The New York Knicks are 0-2 since Thursday’s trade deadline came and went. They’ve suffered a loss to the lowly Orlando Magic in a double overtime game, and then they blew a double-digit lead to the Atlanta Hawks, who were on an eight-game losing streak prior to last night.
With the Knicks falling further out of the playoff picture (they’ve never really been in it), the question begs to be asked: should the Knicks have made a trade before the deadline?
Granted, there weren’t any really great offers, but it’s not as if this current club has much going for it, anyway. This doesn’t mean the Knicks should have just dumped off assets or made a trade for the sake of making one. Though the lack of action was disappointing, but Steve Mills and James Dolan were careful not to get pulled into giving up a pick or Tim Hardaway Jr. However, this roster looks like it needs a shake-up.
So it’s hard to say the Knicks should have made a deal while applauding them for not getting suckered into a bad one. But currently, this team is 21-35. There are 26 games remaining. If the Knicks went .500 the rest of the way, which would be an improvement (they’re 2-8 in their last ten), they’d still only have a 34-48 record — hardly desirable. Heck, even if the Knicks won 75% of their games from here on out — 20 wins, rounded — they’d finish with a 41-41 record. Is a .500 season really the end goal? It would put them in about the 5th or 6th seed in the East, and if they were lucky, they’d win one round of the playoffs, but how much is that worth?

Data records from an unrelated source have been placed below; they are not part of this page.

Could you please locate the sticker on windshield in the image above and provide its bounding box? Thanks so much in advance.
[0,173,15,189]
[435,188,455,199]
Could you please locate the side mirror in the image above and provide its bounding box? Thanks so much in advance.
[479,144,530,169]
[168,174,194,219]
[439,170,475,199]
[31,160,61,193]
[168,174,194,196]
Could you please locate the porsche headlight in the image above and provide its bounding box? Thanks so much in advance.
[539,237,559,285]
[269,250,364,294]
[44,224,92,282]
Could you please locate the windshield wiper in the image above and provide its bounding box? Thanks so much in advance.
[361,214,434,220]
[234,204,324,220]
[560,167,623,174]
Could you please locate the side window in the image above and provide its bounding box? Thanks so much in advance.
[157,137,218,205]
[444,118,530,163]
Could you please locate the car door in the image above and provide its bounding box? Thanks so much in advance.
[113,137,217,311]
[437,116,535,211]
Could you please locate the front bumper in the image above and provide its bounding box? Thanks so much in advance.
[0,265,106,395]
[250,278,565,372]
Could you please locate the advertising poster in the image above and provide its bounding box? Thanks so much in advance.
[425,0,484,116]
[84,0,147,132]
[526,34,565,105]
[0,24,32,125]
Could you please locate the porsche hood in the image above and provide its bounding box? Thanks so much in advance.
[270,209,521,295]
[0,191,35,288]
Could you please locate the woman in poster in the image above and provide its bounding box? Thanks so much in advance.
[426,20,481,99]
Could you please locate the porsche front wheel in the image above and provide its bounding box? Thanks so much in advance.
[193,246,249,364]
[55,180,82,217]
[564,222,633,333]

The worst part of this recent skid is the tell-tale signs that things aren’t improving. Carmelo Anthony has been going off offensively, and it hasn’t had an effect. Raymond Felton has stepped up his play considerably the last two games — nothing. Tyson Chandler is looking a little more spry, but it hardly matters. Since Andrea Bargnani’s injury and the return to small ball, a movement many felt could turn around the season, the Knicks have had the fourth best offensive rating in the league, but the sixth worst defensive rating. Their offensive potency doesn’t even matter; the team is 6-8 since Bargnani’s injury.

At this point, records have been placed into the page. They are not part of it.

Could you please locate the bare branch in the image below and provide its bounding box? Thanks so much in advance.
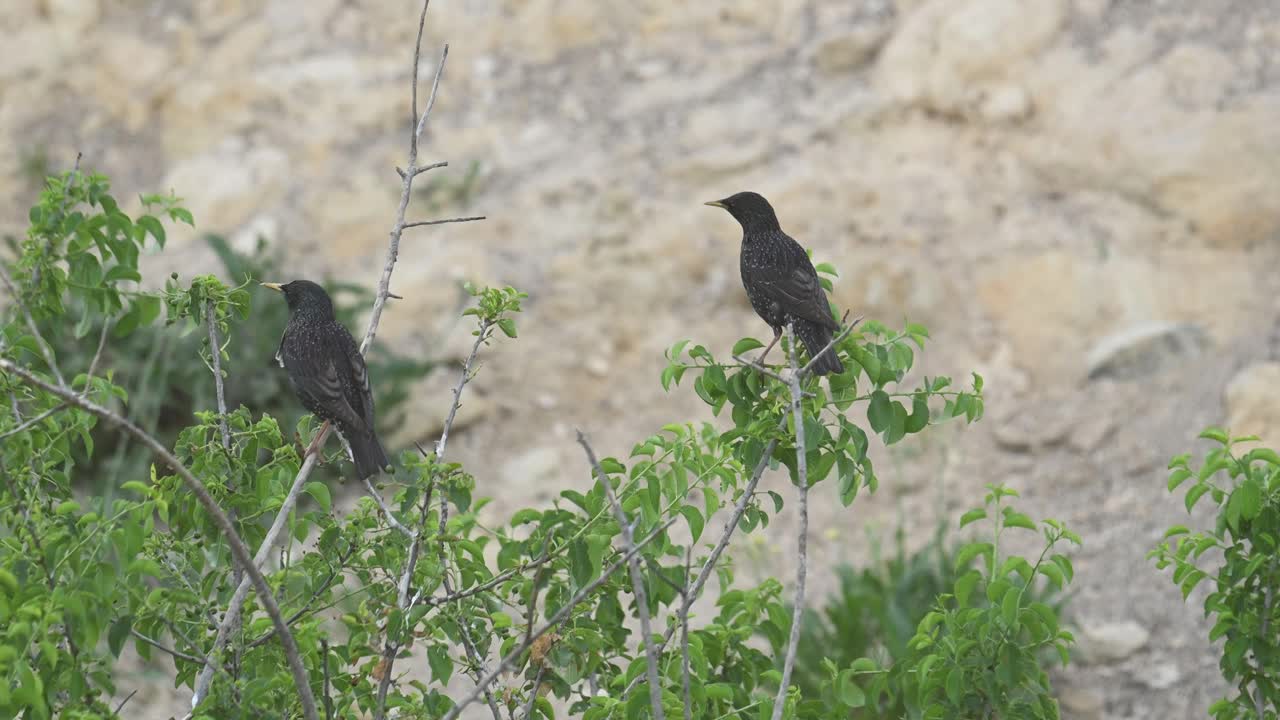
[577,430,667,720]
[0,398,67,439]
[129,628,209,665]
[0,263,66,387]
[411,43,449,142]
[404,215,485,228]
[625,414,787,693]
[0,357,319,720]
[773,322,808,720]
[443,515,678,720]
[374,320,498,720]
[437,479,502,720]
[191,435,329,707]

The Knicks should have been trying their best to acquire assets — young, cheap players or draft picks. It’s easier said than done, but it’s the better outcome to this season. The Knicks wouldn’t necessarily have to tank, but if they miss the playoffs, at least they could have still had some youth and a pick. And if they did miss the playoffs, that pick could’ve been in the lottery (so long as it’s not too highly protected). For now, the Knicks have a hole to crawl out of to make the playoffs, despite how little it may really mean.